1.0: INTRODUCCIÓN
Septiembre 18, 2008 12:03 pm Módulo 2: Técnicas de selección de personalI INTRODUCCIÓN
La entrevista es, probablemente, el método más utilizado en la selección de personal, al tiempo que es el elemento que, con frecuencia, tiene más peso en el momento de tomar una decisión respecto a la admisión del candidato.
A pesar de la profusión de su uso, es uno de los instrumentos menos conocidos y peor utilizados de la selección de personal. Esta técnica posee numerosos defensores y detractores, porque por sí misma presenta poca fiabilidad y validez predictiva, pero dependerá su eficacia de la metodología seguida y de las cualidades del entrevistador.
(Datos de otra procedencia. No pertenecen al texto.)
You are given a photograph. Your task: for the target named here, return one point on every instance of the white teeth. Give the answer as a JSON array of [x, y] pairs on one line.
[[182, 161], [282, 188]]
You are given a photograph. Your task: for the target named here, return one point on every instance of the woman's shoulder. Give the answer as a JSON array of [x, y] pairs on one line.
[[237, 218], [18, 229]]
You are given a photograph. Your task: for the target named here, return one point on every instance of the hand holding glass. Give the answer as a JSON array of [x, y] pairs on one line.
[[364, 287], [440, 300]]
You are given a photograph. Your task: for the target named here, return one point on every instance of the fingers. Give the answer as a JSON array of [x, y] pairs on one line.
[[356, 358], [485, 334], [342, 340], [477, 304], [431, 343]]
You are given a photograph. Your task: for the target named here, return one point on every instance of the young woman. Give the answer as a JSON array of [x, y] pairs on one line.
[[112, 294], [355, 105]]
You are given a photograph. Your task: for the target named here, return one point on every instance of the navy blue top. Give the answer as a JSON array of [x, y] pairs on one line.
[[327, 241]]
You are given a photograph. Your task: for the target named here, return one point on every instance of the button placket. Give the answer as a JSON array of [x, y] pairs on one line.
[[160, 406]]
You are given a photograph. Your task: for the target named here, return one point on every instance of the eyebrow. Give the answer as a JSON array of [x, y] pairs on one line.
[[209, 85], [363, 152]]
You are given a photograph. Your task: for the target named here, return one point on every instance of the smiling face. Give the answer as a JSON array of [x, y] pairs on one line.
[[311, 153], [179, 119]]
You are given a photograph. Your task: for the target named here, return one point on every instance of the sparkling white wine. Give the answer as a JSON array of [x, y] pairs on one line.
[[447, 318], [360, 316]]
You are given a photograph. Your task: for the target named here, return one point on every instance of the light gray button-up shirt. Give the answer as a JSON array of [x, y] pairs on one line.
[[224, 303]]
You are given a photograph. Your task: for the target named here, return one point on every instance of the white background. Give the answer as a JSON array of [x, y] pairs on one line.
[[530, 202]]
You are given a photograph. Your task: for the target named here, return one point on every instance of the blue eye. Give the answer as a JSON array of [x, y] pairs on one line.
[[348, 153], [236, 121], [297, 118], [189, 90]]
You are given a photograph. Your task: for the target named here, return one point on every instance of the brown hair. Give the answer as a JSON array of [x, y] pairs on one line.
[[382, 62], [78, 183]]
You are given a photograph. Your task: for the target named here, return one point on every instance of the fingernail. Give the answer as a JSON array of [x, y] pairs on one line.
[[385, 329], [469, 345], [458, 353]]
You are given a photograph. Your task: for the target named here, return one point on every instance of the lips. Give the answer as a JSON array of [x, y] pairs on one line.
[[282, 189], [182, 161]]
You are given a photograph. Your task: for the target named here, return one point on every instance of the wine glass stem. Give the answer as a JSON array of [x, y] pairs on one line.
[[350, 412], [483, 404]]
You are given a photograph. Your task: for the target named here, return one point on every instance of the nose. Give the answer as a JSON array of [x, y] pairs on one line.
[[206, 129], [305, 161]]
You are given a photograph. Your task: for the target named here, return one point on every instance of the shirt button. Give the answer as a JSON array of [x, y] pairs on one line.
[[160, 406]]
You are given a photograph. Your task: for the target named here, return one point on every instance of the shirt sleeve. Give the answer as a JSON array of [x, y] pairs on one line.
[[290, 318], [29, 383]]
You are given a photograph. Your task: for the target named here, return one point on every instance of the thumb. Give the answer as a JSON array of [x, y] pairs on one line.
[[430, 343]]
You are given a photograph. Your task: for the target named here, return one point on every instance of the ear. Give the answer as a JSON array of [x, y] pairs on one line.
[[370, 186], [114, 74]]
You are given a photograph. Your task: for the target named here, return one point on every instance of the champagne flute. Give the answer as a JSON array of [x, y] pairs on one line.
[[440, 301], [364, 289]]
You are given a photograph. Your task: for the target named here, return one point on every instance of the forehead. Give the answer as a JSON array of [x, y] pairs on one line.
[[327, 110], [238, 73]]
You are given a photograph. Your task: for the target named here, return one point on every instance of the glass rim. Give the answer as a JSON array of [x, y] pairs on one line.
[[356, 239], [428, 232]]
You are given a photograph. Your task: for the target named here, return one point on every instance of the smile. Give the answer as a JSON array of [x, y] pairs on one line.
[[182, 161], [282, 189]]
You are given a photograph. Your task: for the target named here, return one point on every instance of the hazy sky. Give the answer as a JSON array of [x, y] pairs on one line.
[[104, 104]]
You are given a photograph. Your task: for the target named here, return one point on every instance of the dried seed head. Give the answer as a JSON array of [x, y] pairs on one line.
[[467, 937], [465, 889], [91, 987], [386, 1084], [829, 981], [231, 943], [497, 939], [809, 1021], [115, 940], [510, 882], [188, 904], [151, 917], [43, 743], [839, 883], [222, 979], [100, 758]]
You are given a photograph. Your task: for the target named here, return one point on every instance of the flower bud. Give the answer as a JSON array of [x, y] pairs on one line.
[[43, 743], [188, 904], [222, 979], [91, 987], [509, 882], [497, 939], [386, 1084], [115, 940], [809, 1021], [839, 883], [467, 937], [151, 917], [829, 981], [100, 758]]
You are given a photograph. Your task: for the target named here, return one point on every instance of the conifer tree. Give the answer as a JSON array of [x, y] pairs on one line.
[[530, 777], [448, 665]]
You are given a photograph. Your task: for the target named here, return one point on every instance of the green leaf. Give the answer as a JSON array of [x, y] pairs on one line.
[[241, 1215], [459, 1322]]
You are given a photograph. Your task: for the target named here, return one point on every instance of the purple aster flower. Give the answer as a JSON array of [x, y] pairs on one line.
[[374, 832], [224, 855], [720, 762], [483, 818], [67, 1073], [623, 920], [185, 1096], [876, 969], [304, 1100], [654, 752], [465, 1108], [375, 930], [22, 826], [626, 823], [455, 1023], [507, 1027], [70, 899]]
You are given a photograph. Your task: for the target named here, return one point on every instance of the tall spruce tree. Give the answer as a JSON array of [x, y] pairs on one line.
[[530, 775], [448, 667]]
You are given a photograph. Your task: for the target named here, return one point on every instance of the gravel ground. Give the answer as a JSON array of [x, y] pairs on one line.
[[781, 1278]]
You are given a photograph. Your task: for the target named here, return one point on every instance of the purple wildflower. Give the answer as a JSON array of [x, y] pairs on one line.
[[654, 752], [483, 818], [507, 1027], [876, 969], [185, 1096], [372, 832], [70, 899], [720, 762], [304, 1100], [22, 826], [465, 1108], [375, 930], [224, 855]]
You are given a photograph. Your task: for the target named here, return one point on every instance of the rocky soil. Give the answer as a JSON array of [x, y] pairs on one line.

Aunque es cuestionada la validez de la entrevista como método de selección, además de su función selectiva, tiene otras de suma importancia como:
- Verificar la información facilitada anteriormente por el candidato.
- Presentar la organización al candidato.
- Establecer con el candidato una relación personal.
- Darle la oportunidad de resolver algunas dudas respecto a su futuro trabajo.
Hay que tener también en cuenta que no debe utilizarse como único elemento de evaluación, sino que debe acompañarse con otros métodos que completen la información.
En cualquier caso, ocupa un lugar imprescindible dentro de la selección de personal, dado que la entrevista es asequible y utilizable por cualquier persona, al margen de su especialidad o competencias profesionales, convirtiéndose en la técnica de selección de personal por excelencia.
Puede definirse como:
Una situación de interacción dinámica por medio del lenguaje, generalmente entre dos personas (entrevistador y entrevistado), en la que se produce un intercambio de información, opiniones, actitudes, etc., con un propósito definido: recoger datos, informar y motivar.
El objetivo del entrevistador es la evaluación del candidato con relación al puesto a cubrir. Para el entrevistado, el fin es evaluar el puesto y demás circunstancias en función de sus intereses personales.
* Cualidades del entrevistador
El entrevistador es un elemento clave para el éxito de la entrevista, debiendo estar familiarizado con las aptitudes que más corrientemente muestran los individuos y con los rasgos de conducta más comunes.
El entrevistador, además de poseer un conocimiento completo del puesto a ocupar, se debe caracterizar por las siguientes cualidades:
- Espíritu de observación: un detalle, un gesto, una observación, pueden ser un punto de partida para nuevas preguntas, nuevas investigaciones, nuevos descubrimientos en la personalidad del candidato.
- Objetividad: no debe dejarse impresionar por la apariencia, modales o forma de hablar del candidato, lo que no significa que no tenga en cuenta estos aspectos, sino que sepa situarlos en sus justos límites, sin dejar que puedan influir sobre el juicio que se forme del candidato.
- Capacidad de síntesis: le permitirá una visión de conjunto de las cualidades, capacidad y defectos de cada uno de los candidatos, para ponderarlas del modo más correcto.
- Nivel intelectual: no sólo porque un bajo nivel intelectual suele ir unido a la escasa agudeza de juicio, sino también porque tendrá que dialogar en ocasiones con personas de elevado nivel intelectual.
- Madurez y estabilidad emotiva: de forma que el resultado de la entrevista no se vea influido por los propios sentimientos, el estado de ánimo, las circunstancias personales, etc.
- Prudencia y flexibilidad de juicio: las personas con puntos de vista extremistas y rígidos, rechazan a quienes no comparten su forma de pensar, perdiendo objetividad. Por tanto, el entrevistador no debe pretender imponer las propias convicciones aprobando solamente a aquellos cuyas ideas, comportamiento o personalidad sean afines a los propios.
- Capacidad de escucha activa: poniendo atención e interés, intentando comprender el punto de vista del interlocutor y adoptando una actitud positiva.